Chet Baker war nicht der beste Trompeter der Welt, aber er legte so viel rohe Emotion in sein Spiel, dass es fast immer ein Erlebnis ist, ihm zuzuhören. Ungefähr 1979 – leider macht das Label auf der CD keine Angabe, wann die Aufnahme stattgefunden hat – begann der Trompeter, mit dem deutschen Vibrafonisten Wolfgang Lackerschmid im Duo zusammenzuarbeiten, der ihm ein paar Stücke auf den Leib geschrieben hat, darunter das bewegende „Five Years Ago“ und das nicht minder anrührende „Why Shouldn’t You Cry“ (alles zu der Entstehung der Songs erzählt Lackerschmid dankenswerterweise in den Liner Notes). Zusammen mit ein paar Standards – darunter das beliebte „You Don’t Know What Love Is“ und Kenny Dorhams (nicht „Dorman“ wie auf der CD abgedruckt) berühmte „Blue Bossa“ – ergibt das ein abwechslungsreiches Programm, bei dem man vor allem darüber staunt, wie gut die beiden Instrumente und die beiden Musiker sich ergänzen.

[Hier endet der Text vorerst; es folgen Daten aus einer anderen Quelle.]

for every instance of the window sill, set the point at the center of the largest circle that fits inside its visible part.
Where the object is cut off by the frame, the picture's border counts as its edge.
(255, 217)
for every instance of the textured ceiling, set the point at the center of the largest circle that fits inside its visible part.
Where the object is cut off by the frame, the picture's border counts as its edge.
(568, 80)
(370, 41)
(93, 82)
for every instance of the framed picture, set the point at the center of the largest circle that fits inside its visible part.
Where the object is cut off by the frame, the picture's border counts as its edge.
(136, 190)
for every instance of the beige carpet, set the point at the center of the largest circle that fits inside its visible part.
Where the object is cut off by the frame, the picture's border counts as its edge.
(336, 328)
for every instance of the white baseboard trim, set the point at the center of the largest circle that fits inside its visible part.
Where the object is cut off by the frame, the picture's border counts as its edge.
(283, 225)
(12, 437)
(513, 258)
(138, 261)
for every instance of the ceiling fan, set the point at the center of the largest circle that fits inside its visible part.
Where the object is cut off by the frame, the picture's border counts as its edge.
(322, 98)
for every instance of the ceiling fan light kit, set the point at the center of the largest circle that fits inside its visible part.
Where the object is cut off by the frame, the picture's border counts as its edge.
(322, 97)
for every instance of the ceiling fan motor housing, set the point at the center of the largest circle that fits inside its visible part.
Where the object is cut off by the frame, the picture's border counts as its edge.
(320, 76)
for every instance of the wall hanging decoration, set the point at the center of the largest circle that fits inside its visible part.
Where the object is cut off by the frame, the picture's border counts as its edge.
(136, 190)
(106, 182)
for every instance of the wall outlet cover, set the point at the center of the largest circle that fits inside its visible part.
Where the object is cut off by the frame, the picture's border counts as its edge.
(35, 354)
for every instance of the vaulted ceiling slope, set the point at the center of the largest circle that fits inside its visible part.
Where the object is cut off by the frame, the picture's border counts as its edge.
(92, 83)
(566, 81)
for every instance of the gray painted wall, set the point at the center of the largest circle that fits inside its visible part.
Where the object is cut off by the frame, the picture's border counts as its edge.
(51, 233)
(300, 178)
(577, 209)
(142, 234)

Lackerschmid ist ein großer Virtuose auf seinem Instrument, war aber damals noch sehr jung (Anfang 20) und sicher ziemlich nervös. Davon aber hört man nichts. Ballads for Two ist eine Sternstunde und mit der freien Improvisation „Double O“ hat Dot Time Records sogar noch einen äußerst erfrischenden Bonus-Track ausgegraben.